Many factors can influence genomic substitution rates.Following a mutation event, a plant chloroplast could maintain the integrity of its genetic material by multiple processes. Of particular importance among these processes is the extensive use of DNA recombination (Maréchal and Brisson 2010). In the chloroplast genome of most flowering plants, a frequent and easily observable flip-flop recombination event occurs between the two IR regions (Maréchal and Brisson 2010), which would lead to differential substitution rates between the single-copy regions and the IR region, suggesting an efficient gene conversion mechanism is operating. Such a mechanism has been invoked to explain recombination copy correction in chloroplast transformants when point mutations or foreign sequence are introduced into the IR regions (Wicke et al. 2011; Ruhlman and Jansen 2014). This factor therefore may be a critical contributor to chloroplast stabilization.

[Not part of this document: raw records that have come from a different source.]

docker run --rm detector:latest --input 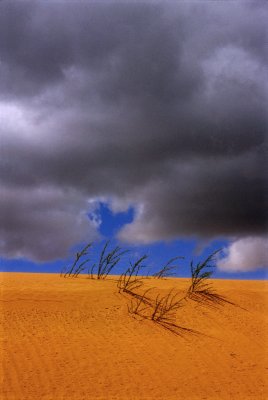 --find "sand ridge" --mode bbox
[0,273,268,400]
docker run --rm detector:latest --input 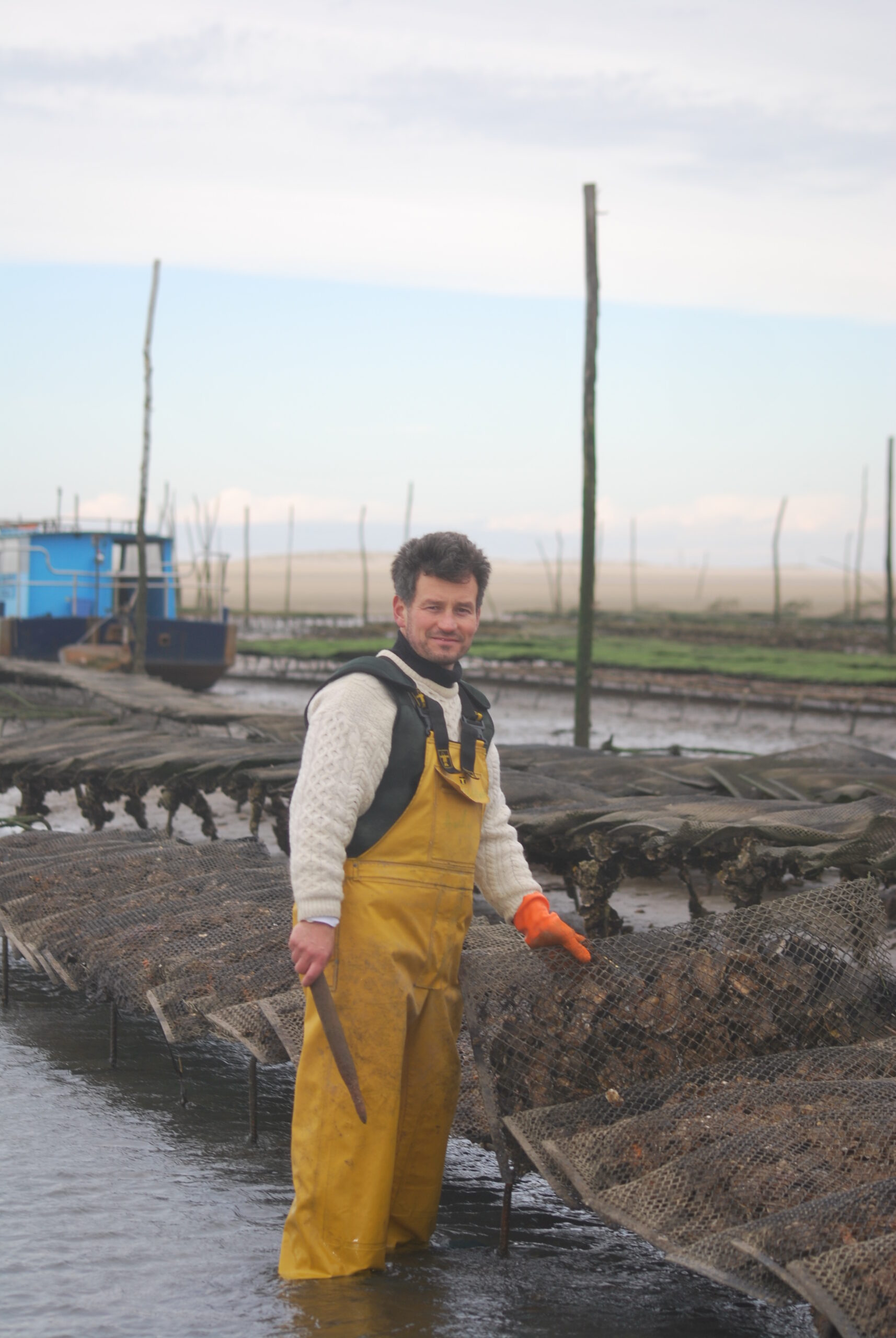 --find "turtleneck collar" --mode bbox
[392,631,463,688]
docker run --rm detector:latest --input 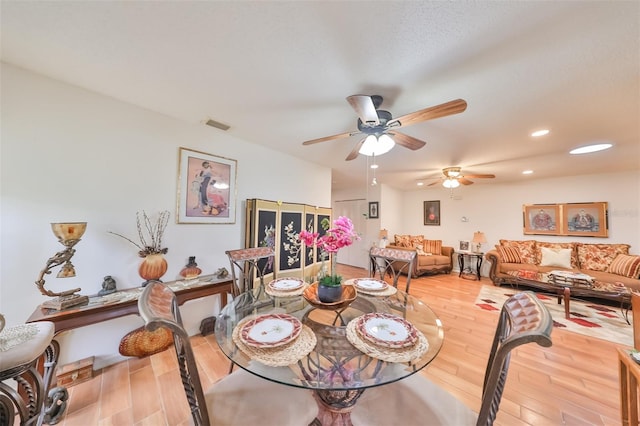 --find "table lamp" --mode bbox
[380,229,389,248]
[471,231,487,253]
[36,222,89,310]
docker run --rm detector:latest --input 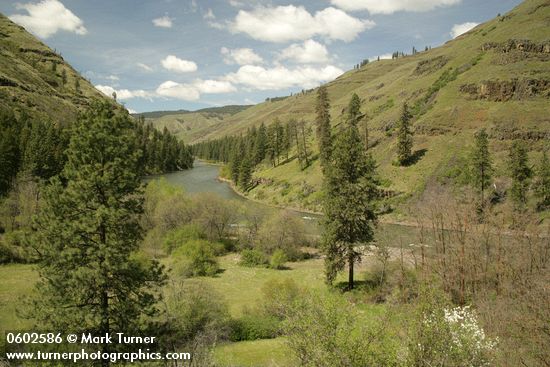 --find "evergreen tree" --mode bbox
[266,124,277,167]
[294,120,311,170]
[61,69,67,86]
[323,93,377,289]
[535,151,550,210]
[273,118,285,165]
[229,139,244,184]
[238,156,252,191]
[0,110,21,197]
[30,102,165,366]
[254,122,267,164]
[509,140,533,209]
[471,129,493,206]
[397,103,413,166]
[315,86,332,170]
[346,93,363,127]
[282,123,292,160]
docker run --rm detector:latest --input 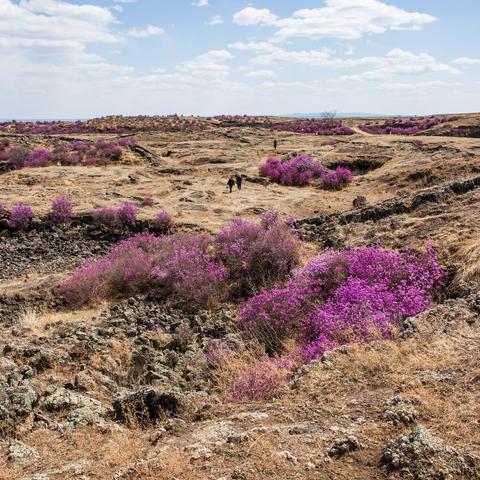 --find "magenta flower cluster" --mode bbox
[272,118,355,135]
[215,212,300,294]
[0,115,203,135]
[152,210,173,233]
[358,116,459,135]
[0,137,136,169]
[260,155,353,189]
[238,247,444,362]
[9,203,33,230]
[92,202,138,228]
[50,195,73,223]
[57,234,227,306]
[59,209,300,306]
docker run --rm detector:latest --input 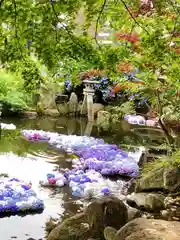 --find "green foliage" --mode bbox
[0,0,180,119]
[142,150,180,176]
[0,70,27,112]
[10,58,43,93]
[110,101,135,123]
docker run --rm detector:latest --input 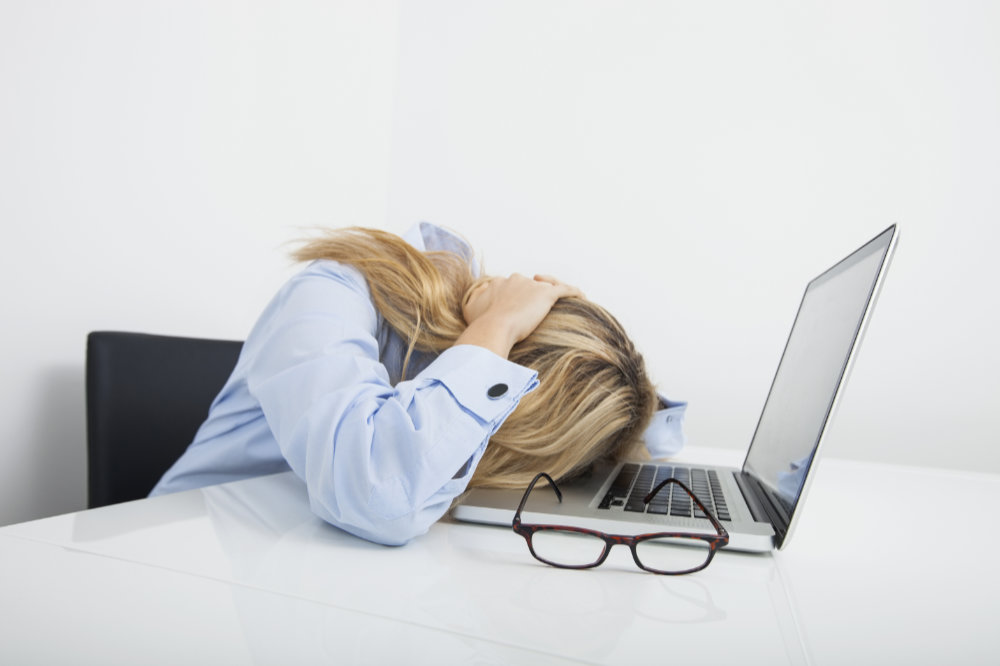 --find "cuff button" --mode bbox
[486,384,507,400]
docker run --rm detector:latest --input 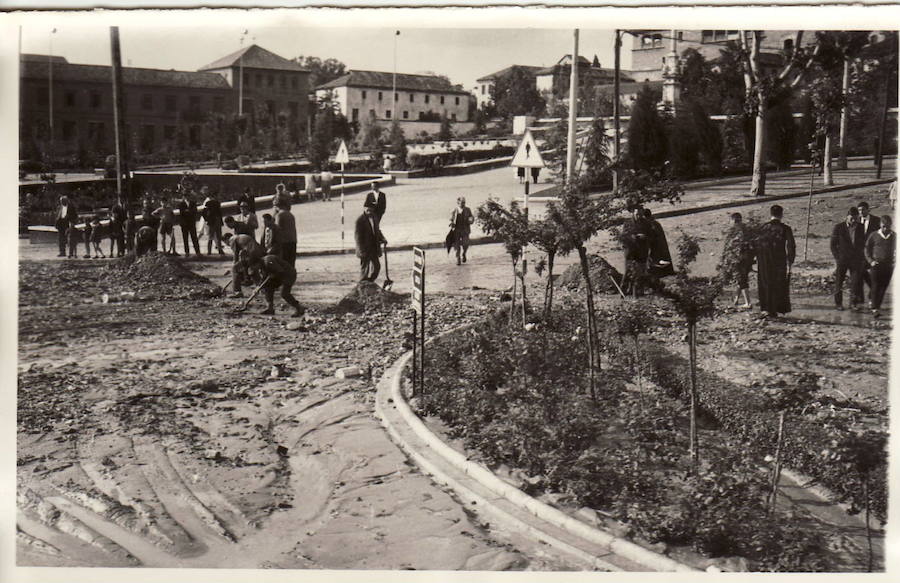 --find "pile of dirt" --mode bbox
[326,281,409,314]
[100,253,222,299]
[557,255,622,294]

Optimal codons characteristics of Hippophae

In codon usage bias analysis, now a key tool for exploring genetic and evolutionary pathways of species (Zhao et al.2016), optimal codons can provide an important representation of codon usage bias. Here we found 15 common optimal codons for H. rhamnoides subsp. yunnanensis and H. gyantsensis chloroplast genomes, which reflects the high commonality of codons in Hippophae plants. That all but one codon (ending with G) ended with A or U is evidence for a significant AT preference, which is consistent with many findings on optimal codons in angiosperms (Hershberg and Petrov 2009; Hu et al. 2016). Directional mutation and natural selection are two main factors that drive codon-usage bias(Wang et al. 2018a, b). Under directional mutation, the utilization of certain optimal codons is matched with the nucleic acid content in the chloroplast genome’s intergenic region(Hershberg and Petrov 2009). Usually, selective action does not affect the bases in the intergenic region, so high AT content there probably occurs because those bases are more likely to mutate into A/T. We estimated the AT content in the intergenic regions of both Hippophae chloroplast genomes is 67.4%, which is higher than that in gene regions, indicating that directional mutation is likely the principal factor influencing codon-usage bias in Hippophae chloroplast genomes.Of course, natural selection may also have important effects and merits further study.

Conclusions

Through comparison and analysis of chloroplast genome sequences of H. rhamnoides subsp. yunnanensis and H.gyantsensis, we showed that the length of the Hippophae chloroplast genome is consistent with most model plants and has the typical four-section structure of angiosperm chloroplast genomes. The SSC region has the highest base substitution rate, whereas the IR regions are highly conserved. Hippophae species may have a high commonality of codons. These conclusions provide a valuable reference for future studies on Hippophae plants, including those on the characteristics of chloroplast genomes of angiosperms in high-elevation areas.